By the way, some publishers such as IEEE explicitly allow you to post preprints for free download, eg. at arXiv and on your own web site.
Repeating a phrase or two in a document's introduction isn't going to raise flags from any serious people, but copying data, analysis, or large swaths of text? That's a paddlin'.
No, seriously. If I write 5.000 words on a topic and then re-use 500 words I myself have written earlier without attribution because they are appropriate to the current article, how do you make that «bad manners».
I meant what I said about people who can’t see this without help earlier.
I can also appreciate that in a "publishing papers as research" context you're completely right.
Submitting previously graded work for a new course wastes your own time. It also wastes the professor's time, because they assigned that writing for you to develop a specific skill, and you're trying to not practice whatever they're trying to teach you.
If you have a perfectly matched essay to the assignment, you should talk to the professor about how the assignment can be adapted.
I think you are contradicting yourself. If a previous work has been copy and pasted, and a novel reader doesn't know, wouldn't the reader benefit from the option to actually read the previous work as a whole?
All credible authors I read mentioned quotes from earlier works. In fact, that is on the one hand an ego boost as a prolific writer, and also helps sell more copies in case of being purchasable.

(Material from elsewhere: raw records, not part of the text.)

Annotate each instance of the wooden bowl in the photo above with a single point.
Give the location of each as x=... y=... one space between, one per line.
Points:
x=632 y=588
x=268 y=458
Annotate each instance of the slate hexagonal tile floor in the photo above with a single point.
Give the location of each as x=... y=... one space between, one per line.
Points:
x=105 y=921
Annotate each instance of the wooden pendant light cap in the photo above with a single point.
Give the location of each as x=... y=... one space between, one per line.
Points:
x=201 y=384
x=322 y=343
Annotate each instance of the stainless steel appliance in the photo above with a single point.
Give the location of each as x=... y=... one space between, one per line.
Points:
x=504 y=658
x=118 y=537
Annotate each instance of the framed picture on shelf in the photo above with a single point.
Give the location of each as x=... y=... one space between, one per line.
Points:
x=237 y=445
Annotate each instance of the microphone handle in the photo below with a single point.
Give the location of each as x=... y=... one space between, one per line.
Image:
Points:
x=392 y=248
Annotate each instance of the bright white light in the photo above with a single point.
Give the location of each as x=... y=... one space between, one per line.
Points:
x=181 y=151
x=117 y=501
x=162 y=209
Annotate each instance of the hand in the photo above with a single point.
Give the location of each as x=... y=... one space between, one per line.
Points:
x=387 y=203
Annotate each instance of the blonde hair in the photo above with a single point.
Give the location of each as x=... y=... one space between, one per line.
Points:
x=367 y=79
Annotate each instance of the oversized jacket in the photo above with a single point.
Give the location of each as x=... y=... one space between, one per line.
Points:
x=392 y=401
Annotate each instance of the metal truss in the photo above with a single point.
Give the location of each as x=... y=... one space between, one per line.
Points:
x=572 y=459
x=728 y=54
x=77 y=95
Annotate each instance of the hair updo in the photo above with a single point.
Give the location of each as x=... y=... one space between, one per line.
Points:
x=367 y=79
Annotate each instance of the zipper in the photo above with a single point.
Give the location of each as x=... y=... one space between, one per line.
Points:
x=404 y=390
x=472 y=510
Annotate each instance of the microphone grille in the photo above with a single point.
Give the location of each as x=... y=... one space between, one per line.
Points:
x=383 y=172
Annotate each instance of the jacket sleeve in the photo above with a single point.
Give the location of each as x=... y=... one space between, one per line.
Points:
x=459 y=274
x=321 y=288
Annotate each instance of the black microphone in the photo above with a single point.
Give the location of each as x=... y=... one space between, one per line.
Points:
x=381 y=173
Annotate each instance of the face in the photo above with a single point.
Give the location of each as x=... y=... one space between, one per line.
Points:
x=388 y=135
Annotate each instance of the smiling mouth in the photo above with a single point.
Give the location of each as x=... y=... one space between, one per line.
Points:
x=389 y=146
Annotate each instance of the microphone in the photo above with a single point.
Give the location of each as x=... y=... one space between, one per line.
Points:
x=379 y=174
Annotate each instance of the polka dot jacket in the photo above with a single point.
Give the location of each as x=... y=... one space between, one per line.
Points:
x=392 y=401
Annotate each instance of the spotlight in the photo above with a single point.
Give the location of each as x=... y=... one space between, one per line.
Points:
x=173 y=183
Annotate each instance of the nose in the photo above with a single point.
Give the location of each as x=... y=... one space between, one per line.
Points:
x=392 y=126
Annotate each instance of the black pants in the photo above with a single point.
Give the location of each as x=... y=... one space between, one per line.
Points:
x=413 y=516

Most credible university profs in Germany from the 1990th for example always referenced their former work and mention changes of the context, or in case of a theory, modifications.
Books for example, are reprinted and it has been mentioned whether changes to the content has been done.
Personally I really see no problem, leaving the decision, whether you copied something or not, to the reader.
Yes, maybe from the "plagiarism" angle is not very relevant, but I would prefer not to have a system in which people try to "flood" repositories (journals, etc) with the same thing over and over. People looking for new information, people reviewing will get most of the burden to "keep things clean" while for the poster that is not a problem.
Just mark it, it'll take seconds.
The expectation is you cite the previous work to clearly indicate it is not new, and that your submission for review is mostly about new research. In some situations overlap is okay, e.g. there's a conference version and then a journal version with additional results. In that case you disclose in writing what the delta is to the editor (who knows your identity while the reviewers do not). This also means in the paper you have to treat the prior work as if it is by a different group to maintain double-blind review.
The point is to make it clear what is new research. Trying to get credit for the same research multiple times, and boost citation count, is dishonest to the expectations of the community. It's also a waste of time for reviewers (who volunteer) to review same research over and over again after deciding it's acceptable. Think of it like a OSS maintainer getting pull requests for trivial changes to the code just to boost the green squares on someone's GitHub profile. It's a drain on everyone else and doesn't benefit the project.
It should be no surprise that republishing in multiple journals was accepted in the pre-computer era, where citations were inherently harder to track (and thus less valuable as a metric).
Quoting Upton Sinclair, "It is difficult to get a man to understand something, when his salary depends on his not understanding it."